# Dual Branch Model Training
Training notebook for the DualBranchModel (Summary + VPIN LSTM)

In [None]:
# Mount Google Drive
from google.colab import drive
drive.mount('/content/drive')

In [None]:
import torch
import torch.nn as nn
import torch.optim as optim
from torch.utils.data import DataLoader
import torch.nn.utils.rnn as rnn_utils
import pandas as pd
import numpy as np
from pathlib import Path
import matplotlib.pyplot as plt
from tqdm.auto import tqdm

# Import CTAFlow modules
from CTAFlow.models.deep_learning.multi_branch.dual_model import DualBranchModel
from CTAFlow.models.intraday_momentum import DeepIDMomentum
from CTAFlow.data.model_datasets import DualDataset

# Check device
device = torch.device('cuda' if torch.cuda.is_available() else 'cpu')
print(f'Using device: {device}')

In [None]:
# Configuration
DATA_DIR = Path('/content/drive/MyDrive/cl')

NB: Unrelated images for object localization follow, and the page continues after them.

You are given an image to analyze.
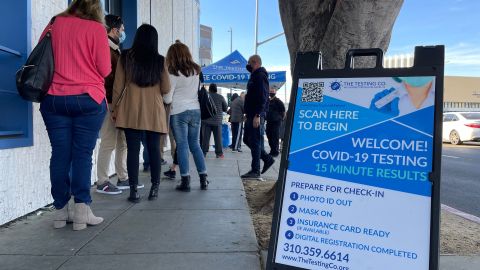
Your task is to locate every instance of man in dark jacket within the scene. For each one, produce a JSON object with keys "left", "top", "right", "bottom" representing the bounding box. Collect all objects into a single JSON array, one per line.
[
  {"left": 266, "top": 88, "right": 286, "bottom": 157},
  {"left": 241, "top": 55, "right": 275, "bottom": 179},
  {"left": 96, "top": 15, "right": 130, "bottom": 195},
  {"left": 229, "top": 92, "right": 245, "bottom": 152},
  {"left": 201, "top": 84, "right": 228, "bottom": 158}
]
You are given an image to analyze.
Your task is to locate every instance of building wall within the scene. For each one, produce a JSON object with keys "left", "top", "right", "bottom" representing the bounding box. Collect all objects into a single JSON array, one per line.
[
  {"left": 0, "top": 0, "right": 201, "bottom": 225},
  {"left": 200, "top": 24, "right": 213, "bottom": 67},
  {"left": 444, "top": 76, "right": 480, "bottom": 112},
  {"left": 138, "top": 0, "right": 200, "bottom": 61},
  {"left": 0, "top": 0, "right": 67, "bottom": 225}
]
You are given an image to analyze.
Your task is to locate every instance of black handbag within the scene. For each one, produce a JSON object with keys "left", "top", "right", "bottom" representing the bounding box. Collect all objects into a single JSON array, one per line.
[
  {"left": 198, "top": 84, "right": 217, "bottom": 120},
  {"left": 16, "top": 17, "right": 56, "bottom": 102}
]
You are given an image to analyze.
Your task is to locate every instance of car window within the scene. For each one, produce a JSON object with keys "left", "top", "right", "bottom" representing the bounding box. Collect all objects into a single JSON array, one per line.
[
  {"left": 451, "top": 115, "right": 459, "bottom": 121},
  {"left": 460, "top": 113, "right": 480, "bottom": 120},
  {"left": 443, "top": 114, "right": 452, "bottom": 122}
]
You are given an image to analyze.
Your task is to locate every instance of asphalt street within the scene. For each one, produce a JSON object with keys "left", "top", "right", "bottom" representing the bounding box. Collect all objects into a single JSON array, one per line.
[{"left": 441, "top": 142, "right": 480, "bottom": 217}]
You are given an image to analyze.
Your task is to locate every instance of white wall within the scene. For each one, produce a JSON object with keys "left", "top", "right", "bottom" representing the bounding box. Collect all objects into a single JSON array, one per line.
[
  {"left": 0, "top": 0, "right": 67, "bottom": 225},
  {"left": 138, "top": 0, "right": 200, "bottom": 61}
]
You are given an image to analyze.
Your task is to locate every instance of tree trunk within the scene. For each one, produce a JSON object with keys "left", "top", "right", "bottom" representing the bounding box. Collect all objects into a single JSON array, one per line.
[
  {"left": 264, "top": 1, "right": 404, "bottom": 207},
  {"left": 279, "top": 0, "right": 404, "bottom": 71}
]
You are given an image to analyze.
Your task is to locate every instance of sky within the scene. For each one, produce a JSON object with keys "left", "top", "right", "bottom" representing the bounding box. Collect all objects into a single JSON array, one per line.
[{"left": 200, "top": 0, "right": 480, "bottom": 87}]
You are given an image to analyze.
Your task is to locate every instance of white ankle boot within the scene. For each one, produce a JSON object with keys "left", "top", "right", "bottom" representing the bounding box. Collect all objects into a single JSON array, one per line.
[
  {"left": 73, "top": 203, "right": 104, "bottom": 231},
  {"left": 53, "top": 200, "right": 74, "bottom": 229}
]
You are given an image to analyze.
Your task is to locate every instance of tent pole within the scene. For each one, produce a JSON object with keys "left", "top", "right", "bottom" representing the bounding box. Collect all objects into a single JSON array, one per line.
[{"left": 254, "top": 0, "right": 259, "bottom": 54}]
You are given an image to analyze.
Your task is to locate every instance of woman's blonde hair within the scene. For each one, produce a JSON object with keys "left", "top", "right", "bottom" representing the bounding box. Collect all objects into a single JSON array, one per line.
[
  {"left": 166, "top": 40, "right": 201, "bottom": 77},
  {"left": 59, "top": 0, "right": 105, "bottom": 24}
]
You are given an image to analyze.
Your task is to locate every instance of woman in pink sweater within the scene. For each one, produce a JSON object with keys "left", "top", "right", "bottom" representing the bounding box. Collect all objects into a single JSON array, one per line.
[{"left": 39, "top": 0, "right": 110, "bottom": 231}]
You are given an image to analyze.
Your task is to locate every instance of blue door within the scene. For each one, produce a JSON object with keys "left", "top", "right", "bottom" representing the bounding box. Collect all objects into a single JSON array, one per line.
[{"left": 0, "top": 0, "right": 33, "bottom": 149}]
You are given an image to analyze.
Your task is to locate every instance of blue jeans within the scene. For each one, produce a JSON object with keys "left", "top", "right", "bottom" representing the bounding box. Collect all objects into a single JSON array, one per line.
[
  {"left": 244, "top": 117, "right": 271, "bottom": 173},
  {"left": 170, "top": 109, "right": 207, "bottom": 176},
  {"left": 40, "top": 94, "right": 106, "bottom": 209}
]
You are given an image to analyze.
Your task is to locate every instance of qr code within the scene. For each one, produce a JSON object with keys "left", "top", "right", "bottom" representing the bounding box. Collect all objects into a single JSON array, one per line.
[{"left": 301, "top": 82, "right": 324, "bottom": 102}]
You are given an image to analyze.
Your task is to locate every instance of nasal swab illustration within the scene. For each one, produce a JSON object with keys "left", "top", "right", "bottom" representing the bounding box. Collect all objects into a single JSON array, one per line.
[{"left": 374, "top": 88, "right": 400, "bottom": 108}]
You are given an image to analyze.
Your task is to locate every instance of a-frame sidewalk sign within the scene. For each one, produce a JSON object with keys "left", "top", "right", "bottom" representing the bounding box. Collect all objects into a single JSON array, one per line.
[{"left": 267, "top": 46, "right": 444, "bottom": 270}]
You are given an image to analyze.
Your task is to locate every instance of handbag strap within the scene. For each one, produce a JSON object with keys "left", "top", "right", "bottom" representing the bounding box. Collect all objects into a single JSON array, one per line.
[
  {"left": 115, "top": 56, "right": 131, "bottom": 108},
  {"left": 47, "top": 17, "right": 56, "bottom": 34}
]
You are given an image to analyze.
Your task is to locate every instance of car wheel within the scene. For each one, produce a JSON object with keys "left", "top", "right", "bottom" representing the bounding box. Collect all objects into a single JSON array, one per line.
[{"left": 449, "top": 130, "right": 462, "bottom": 145}]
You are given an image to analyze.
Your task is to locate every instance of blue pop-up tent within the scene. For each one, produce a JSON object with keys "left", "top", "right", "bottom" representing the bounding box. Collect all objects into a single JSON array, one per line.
[{"left": 201, "top": 50, "right": 286, "bottom": 90}]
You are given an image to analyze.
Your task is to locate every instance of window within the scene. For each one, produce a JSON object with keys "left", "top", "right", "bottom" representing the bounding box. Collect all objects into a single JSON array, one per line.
[{"left": 443, "top": 114, "right": 452, "bottom": 122}]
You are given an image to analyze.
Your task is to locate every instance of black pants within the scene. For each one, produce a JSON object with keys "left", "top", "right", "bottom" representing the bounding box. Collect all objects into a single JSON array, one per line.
[
  {"left": 201, "top": 123, "right": 223, "bottom": 155},
  {"left": 266, "top": 120, "right": 281, "bottom": 156},
  {"left": 244, "top": 117, "right": 271, "bottom": 173},
  {"left": 230, "top": 122, "right": 243, "bottom": 150},
  {"left": 124, "top": 129, "right": 162, "bottom": 186}
]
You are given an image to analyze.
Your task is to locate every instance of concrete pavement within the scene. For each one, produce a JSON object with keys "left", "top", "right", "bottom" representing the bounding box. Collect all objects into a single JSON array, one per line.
[
  {"left": 0, "top": 151, "right": 262, "bottom": 270},
  {"left": 1, "top": 145, "right": 478, "bottom": 270}
]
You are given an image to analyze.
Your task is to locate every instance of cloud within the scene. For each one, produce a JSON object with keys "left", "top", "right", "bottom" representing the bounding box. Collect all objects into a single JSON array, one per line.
[
  {"left": 445, "top": 43, "right": 480, "bottom": 65},
  {"left": 386, "top": 43, "right": 480, "bottom": 76}
]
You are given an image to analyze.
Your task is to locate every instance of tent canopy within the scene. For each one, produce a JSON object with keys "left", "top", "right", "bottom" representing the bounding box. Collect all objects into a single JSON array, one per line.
[{"left": 201, "top": 50, "right": 286, "bottom": 90}]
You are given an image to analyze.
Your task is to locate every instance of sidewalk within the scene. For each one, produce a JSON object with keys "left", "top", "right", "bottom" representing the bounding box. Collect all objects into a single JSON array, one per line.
[
  {"left": 2, "top": 147, "right": 478, "bottom": 270},
  {"left": 0, "top": 151, "right": 262, "bottom": 270}
]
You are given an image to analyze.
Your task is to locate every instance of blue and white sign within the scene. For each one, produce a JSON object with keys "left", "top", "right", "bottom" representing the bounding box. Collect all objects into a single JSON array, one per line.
[
  {"left": 201, "top": 50, "right": 286, "bottom": 89},
  {"left": 274, "top": 76, "right": 435, "bottom": 270}
]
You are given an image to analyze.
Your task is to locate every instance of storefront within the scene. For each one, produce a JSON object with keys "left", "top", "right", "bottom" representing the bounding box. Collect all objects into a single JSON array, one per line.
[{"left": 0, "top": 0, "right": 200, "bottom": 225}]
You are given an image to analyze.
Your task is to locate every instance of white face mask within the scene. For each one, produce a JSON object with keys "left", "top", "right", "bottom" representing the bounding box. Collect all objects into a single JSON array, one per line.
[{"left": 118, "top": 30, "right": 126, "bottom": 44}]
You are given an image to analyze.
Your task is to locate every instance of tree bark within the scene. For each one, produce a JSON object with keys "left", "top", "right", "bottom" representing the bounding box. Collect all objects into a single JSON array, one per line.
[{"left": 279, "top": 0, "right": 404, "bottom": 71}]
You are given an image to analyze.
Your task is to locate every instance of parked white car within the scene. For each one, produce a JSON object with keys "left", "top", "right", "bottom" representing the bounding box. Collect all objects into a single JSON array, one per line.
[{"left": 442, "top": 112, "right": 480, "bottom": 145}]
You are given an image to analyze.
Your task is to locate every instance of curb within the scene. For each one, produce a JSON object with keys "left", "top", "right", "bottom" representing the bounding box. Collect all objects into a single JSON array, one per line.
[{"left": 442, "top": 204, "right": 480, "bottom": 224}]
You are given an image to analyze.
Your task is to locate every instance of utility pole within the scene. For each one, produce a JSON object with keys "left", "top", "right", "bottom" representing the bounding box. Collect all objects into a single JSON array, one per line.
[
  {"left": 254, "top": 0, "right": 284, "bottom": 54},
  {"left": 228, "top": 27, "right": 233, "bottom": 53}
]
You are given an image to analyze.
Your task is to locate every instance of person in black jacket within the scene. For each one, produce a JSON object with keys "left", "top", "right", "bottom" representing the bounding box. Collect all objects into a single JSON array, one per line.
[
  {"left": 241, "top": 55, "right": 275, "bottom": 179},
  {"left": 201, "top": 83, "right": 228, "bottom": 158},
  {"left": 266, "top": 88, "right": 286, "bottom": 157}
]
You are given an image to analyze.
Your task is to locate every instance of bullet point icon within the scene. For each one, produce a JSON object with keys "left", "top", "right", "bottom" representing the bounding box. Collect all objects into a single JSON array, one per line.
[
  {"left": 285, "top": 230, "right": 294, "bottom": 240},
  {"left": 290, "top": 192, "right": 299, "bottom": 201},
  {"left": 288, "top": 205, "right": 297, "bottom": 214},
  {"left": 287, "top": 217, "right": 295, "bottom": 226}
]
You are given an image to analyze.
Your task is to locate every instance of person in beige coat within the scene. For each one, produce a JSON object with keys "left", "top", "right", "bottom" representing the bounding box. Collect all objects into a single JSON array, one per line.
[{"left": 112, "top": 24, "right": 170, "bottom": 202}]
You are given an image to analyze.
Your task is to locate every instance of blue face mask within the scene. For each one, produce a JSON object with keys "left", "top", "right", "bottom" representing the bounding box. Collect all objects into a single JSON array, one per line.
[
  {"left": 398, "top": 76, "right": 432, "bottom": 87},
  {"left": 119, "top": 31, "right": 126, "bottom": 44}
]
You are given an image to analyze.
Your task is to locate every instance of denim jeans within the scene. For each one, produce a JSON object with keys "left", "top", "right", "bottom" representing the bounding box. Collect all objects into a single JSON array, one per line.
[
  {"left": 243, "top": 117, "right": 271, "bottom": 173},
  {"left": 40, "top": 94, "right": 106, "bottom": 209},
  {"left": 124, "top": 129, "right": 161, "bottom": 186},
  {"left": 170, "top": 109, "right": 207, "bottom": 176}
]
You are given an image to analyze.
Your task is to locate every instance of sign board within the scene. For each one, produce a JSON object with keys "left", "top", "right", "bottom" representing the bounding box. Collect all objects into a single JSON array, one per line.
[{"left": 267, "top": 47, "right": 444, "bottom": 270}]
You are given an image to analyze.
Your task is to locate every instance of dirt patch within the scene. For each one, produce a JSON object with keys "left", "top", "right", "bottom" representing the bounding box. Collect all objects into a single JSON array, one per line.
[
  {"left": 441, "top": 210, "right": 480, "bottom": 255},
  {"left": 243, "top": 180, "right": 480, "bottom": 254}
]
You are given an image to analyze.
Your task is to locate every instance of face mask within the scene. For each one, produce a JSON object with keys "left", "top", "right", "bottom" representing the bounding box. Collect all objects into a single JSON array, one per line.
[
  {"left": 398, "top": 77, "right": 432, "bottom": 87},
  {"left": 119, "top": 31, "right": 126, "bottom": 44},
  {"left": 246, "top": 64, "right": 253, "bottom": 73},
  {"left": 269, "top": 93, "right": 275, "bottom": 98}
]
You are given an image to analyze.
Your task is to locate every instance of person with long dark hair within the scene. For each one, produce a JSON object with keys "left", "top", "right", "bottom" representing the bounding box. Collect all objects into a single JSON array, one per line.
[
  {"left": 39, "top": 0, "right": 110, "bottom": 231},
  {"left": 164, "top": 40, "right": 208, "bottom": 192},
  {"left": 112, "top": 24, "right": 170, "bottom": 202}
]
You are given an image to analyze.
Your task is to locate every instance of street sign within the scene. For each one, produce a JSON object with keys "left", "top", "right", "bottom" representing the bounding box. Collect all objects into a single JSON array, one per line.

# File paths - adjust these to match your files
INTRADAY_PATH = DATA_DIR / 'cl_intraday.csv'  # Intraday OHLCV data (required for DeepIDMomentum)
CL_FEATURES_PATH = DATA_DIR / 'cl_features.csv'  # Summary features
VPIN_PATH = DATA_DIR / 'CL_vpin.parquet'  # Sequential data (VPIN)
TARGET_PATH = DATA_DIR / 'targets.csv'  # Optional, set to None if targets in cl_features

# Model hyperparameters
MAX_SEQ_LEN = 200
LSTM_HIDDEN = 64
DENSE_HIDDEN = 128
BATCH_SIZE = 32
LEARNING_RATE = 1e-3
EPOCHS = 50
VAL_SPLIT = 0.2

# Normalization configuration
NORMALIZE_SEQUENTIAL = True  # Whether to normalize sequential features using DeepIDMomentum
SEQUENTIAL_COLS = ['vpin', 'bucket_return', 'log_duration']  # Columns to use from sequential data

## Data Loading & Normalization

We use `DeepIDMomentum` to load and normalize the sequential data, then create a `DualDataset` for training.

In [None]:
# Load data using DeepIDMomentum for normalization
print("Loading data with DeepIDMomentum...")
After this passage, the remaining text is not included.